El máximo dirigente del Ejecutivo autonómico trasladó a quien quisiera oírlo la «profunda preocupación» que su equipo tiene por «la quiebra del principio de igualdad entre españoles», dado que al asunto catalán, se le ha sumado ahora el anuncio del traspaso al País Vasco de «la gestión de la Seguridad Social». Una decisión que en la Junta interpretan como una «parte del precio» que «el conjunto de los españoles» tiene que pagar por «la sostenibilidad del Gobierno de Sánchez».

El popular, quien estuvo acompañado delante de la pizarra en la que se anotaron los resultados del histórico referéndum por el vicepresidente andaluz, Juan Marín, hizo hincapié en la «profunda grieta» que ese nuevo movimiento abre «en la caja única» con la que los españoles tienen «garantizadas» sus pensiones «bajo la premisa de las solidaridad interterritorial» que, anotó, es «fundamental en la cohesión de un país». El presidente regional aseveró que el nuevo movimiento del Gobierno que comanda Sánchez busca «romper un equilibrio en el que se fundamenta» el sistema en vigor y «socavar» el «proyecto común que es España y el principio de la igualdad entre sus ciudadanos», martilleó.

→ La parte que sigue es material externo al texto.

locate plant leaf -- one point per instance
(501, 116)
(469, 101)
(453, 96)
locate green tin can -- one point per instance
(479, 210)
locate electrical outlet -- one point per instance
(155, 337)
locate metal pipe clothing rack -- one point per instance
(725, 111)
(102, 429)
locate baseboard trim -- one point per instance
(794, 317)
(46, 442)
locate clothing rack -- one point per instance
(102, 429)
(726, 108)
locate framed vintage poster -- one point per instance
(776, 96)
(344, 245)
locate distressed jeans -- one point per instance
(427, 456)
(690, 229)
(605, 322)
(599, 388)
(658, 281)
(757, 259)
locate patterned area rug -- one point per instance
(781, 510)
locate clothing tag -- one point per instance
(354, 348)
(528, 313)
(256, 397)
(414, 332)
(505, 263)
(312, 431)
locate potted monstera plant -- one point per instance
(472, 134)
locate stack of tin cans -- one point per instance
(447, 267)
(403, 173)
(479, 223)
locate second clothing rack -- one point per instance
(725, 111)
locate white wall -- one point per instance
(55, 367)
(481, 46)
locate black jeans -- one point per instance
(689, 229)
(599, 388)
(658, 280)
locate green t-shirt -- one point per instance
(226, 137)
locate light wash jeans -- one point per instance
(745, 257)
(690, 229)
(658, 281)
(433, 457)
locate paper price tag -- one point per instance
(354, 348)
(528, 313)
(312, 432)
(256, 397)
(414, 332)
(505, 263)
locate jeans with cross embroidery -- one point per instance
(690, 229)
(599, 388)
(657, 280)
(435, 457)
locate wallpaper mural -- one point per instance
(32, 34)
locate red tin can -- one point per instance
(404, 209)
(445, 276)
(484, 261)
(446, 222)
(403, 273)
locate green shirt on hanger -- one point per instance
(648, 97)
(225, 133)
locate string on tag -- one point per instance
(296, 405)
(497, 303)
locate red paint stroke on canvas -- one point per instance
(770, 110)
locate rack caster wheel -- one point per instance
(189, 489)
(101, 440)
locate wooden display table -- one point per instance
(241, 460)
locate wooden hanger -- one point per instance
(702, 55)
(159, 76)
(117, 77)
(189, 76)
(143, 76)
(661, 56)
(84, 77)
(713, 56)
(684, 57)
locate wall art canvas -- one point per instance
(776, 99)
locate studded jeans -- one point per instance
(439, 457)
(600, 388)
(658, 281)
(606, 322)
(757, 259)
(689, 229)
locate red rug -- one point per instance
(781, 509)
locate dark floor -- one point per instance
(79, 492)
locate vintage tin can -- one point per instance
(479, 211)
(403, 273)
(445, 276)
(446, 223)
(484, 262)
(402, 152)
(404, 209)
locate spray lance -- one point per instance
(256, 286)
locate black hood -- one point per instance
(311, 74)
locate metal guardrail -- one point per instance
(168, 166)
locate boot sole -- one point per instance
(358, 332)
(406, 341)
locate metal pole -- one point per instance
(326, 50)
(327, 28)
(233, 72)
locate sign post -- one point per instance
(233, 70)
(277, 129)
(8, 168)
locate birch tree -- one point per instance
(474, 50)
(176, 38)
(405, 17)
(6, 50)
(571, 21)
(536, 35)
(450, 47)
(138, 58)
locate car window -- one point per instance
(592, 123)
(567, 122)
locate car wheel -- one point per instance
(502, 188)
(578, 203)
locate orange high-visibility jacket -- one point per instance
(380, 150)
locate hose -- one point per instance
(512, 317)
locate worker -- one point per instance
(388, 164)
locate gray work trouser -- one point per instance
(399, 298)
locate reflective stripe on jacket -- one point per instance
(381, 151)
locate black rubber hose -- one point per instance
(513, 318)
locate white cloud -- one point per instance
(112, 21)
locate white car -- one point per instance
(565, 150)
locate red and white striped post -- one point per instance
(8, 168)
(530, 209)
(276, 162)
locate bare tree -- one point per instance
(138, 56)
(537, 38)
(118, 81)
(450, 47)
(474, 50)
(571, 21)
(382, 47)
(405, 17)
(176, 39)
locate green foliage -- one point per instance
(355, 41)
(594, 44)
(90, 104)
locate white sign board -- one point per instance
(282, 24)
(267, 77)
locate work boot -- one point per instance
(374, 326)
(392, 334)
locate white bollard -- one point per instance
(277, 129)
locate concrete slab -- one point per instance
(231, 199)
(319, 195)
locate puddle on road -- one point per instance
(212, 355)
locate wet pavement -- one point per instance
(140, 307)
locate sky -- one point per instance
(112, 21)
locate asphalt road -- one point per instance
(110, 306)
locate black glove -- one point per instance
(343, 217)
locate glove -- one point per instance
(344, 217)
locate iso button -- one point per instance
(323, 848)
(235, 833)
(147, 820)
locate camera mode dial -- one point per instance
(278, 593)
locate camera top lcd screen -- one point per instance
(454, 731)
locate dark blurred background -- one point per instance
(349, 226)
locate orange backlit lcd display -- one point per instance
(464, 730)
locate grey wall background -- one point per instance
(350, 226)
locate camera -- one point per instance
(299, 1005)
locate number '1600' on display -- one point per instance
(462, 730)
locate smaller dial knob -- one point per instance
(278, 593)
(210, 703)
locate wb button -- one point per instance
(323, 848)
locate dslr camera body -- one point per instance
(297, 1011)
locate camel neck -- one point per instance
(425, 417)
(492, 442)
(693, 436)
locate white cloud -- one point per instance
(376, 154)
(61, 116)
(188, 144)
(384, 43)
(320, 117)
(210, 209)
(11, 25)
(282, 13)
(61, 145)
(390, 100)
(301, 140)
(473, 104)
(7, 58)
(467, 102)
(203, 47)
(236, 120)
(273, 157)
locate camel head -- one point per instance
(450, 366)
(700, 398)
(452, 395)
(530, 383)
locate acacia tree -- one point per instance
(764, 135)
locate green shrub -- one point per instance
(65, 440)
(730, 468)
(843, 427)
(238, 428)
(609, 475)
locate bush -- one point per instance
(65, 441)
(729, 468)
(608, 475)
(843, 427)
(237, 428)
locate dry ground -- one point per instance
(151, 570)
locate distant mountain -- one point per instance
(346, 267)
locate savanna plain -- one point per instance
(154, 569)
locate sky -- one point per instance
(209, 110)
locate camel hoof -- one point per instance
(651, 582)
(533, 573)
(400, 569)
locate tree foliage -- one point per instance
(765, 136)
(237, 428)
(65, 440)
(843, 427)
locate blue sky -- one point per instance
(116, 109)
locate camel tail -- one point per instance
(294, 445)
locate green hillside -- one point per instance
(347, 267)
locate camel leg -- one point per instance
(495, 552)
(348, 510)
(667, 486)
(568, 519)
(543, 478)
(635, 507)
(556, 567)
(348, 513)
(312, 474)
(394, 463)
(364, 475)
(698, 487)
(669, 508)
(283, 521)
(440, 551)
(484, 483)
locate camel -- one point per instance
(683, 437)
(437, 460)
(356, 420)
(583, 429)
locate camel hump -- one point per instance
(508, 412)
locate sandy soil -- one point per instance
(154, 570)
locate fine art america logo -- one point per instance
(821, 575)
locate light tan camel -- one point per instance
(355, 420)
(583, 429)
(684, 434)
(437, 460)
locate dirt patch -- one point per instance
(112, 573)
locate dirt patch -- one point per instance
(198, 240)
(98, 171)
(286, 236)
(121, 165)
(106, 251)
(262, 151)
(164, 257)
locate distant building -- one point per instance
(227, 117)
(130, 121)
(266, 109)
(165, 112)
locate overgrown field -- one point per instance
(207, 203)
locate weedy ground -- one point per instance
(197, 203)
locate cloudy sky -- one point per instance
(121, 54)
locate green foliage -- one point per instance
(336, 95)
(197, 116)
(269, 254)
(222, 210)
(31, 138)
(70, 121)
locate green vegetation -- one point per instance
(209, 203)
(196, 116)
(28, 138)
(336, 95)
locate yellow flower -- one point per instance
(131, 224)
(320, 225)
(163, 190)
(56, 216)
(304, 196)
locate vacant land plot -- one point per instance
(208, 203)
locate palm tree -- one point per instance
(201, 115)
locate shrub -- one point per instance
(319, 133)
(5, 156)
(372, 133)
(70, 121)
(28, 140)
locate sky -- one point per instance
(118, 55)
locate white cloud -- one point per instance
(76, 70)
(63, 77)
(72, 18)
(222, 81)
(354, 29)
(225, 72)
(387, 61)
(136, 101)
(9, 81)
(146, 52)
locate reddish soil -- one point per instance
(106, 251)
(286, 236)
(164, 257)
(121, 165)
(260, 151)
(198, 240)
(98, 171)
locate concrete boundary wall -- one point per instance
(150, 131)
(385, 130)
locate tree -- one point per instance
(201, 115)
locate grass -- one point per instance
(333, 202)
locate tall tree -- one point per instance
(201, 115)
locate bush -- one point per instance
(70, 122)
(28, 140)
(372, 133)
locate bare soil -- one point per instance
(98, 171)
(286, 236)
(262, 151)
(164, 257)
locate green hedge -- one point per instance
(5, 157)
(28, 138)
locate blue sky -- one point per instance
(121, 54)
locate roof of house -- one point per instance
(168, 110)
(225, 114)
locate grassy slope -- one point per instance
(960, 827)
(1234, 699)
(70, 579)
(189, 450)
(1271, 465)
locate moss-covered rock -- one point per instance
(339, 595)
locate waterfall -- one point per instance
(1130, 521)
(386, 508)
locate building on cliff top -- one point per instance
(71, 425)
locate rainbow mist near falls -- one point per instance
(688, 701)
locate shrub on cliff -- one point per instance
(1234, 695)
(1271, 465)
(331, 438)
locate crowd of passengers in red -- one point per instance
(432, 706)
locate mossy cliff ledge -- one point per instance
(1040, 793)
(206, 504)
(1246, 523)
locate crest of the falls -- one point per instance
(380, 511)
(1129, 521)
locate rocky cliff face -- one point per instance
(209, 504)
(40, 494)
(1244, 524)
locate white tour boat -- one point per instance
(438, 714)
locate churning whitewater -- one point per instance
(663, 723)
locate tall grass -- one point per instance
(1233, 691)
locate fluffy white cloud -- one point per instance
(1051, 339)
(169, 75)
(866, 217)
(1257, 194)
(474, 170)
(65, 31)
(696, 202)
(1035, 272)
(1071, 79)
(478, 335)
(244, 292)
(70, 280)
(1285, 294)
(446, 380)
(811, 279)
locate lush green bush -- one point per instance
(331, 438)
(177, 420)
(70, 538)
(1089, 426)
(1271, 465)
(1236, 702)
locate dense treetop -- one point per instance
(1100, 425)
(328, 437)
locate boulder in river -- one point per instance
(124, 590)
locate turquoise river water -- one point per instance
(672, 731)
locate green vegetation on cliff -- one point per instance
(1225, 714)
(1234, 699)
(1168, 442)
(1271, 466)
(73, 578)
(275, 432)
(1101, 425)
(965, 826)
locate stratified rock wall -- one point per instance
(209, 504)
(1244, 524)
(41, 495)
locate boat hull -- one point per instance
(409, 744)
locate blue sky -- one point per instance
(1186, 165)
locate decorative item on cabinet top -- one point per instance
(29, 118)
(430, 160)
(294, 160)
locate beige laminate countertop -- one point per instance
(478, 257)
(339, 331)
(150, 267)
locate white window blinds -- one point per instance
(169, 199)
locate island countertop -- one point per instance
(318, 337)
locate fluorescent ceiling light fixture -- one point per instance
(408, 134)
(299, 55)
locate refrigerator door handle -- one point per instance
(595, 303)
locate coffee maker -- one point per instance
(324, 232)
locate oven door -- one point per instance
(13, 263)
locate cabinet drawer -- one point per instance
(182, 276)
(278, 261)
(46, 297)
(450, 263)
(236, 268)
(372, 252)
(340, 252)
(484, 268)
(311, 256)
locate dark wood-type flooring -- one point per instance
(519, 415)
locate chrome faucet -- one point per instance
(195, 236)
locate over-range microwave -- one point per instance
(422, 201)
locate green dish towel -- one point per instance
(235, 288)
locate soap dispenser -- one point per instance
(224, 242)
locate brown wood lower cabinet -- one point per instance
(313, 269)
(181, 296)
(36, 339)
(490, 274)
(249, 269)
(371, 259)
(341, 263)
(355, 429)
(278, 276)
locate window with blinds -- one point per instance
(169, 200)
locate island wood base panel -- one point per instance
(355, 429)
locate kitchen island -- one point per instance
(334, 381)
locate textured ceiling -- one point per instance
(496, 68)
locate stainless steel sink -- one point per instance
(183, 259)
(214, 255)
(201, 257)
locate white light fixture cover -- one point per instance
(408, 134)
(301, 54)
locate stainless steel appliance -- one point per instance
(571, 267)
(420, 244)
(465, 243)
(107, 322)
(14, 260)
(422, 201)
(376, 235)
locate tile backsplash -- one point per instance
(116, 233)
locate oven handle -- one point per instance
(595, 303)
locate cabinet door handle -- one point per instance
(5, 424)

Frente a los «privilegios» que reclaman los independentistas, dijo, desde Andalucía se llama al «espíritu de la concordia de la Transición que hizo posible un gran acuerdo entre todos los españoles en el marco de la Constitución», insistió. Aunque, advirtió luego, en un disparo en ráfaga en el que casi se atropellan las palabras, que, «si alguien pretende liquidarlo», tendrá que saber que la llama del 28F de 1980 no se ha apagado. «La fuerza de Andalucía para hacer oír su voz como entonces sigue viva», proclamó Moreno. «La defensa de la igualdad y la soberanía nacional es para nosotros algo más que una convicción y una obligación legal», hilvanó, «es una responsabilidad que vamos a asumir con absoluta determinación». Y hubo otro aviso a navegantes: la comunidad «no va a renunciar a ninguna vía, ni a la política, ni a la judicial ni a la social» para hacerlo.

Junto a la voladura de pilares, al Ejecutivo autonómico le preocupa «la actitud de hostigamiento y maltrato» que, según sus miembros, el Gobierno de Sánchez muestra hacia Andalucía. «Mi obligación es denunciarlo sin paños calientes», se justificó Moreno, para señalar como «ejemplo más palmario» de ello «la prohibición» de que la comunidad «acuda a los mercados para obtener financiación por el incumplimiento del objetivo de déficit y la regla de deuda y gasto de 2018». Para la Junta, la región debe desarrollar y afianzar su «papel protagonista», desde la «lealtad», pero también la exigencia».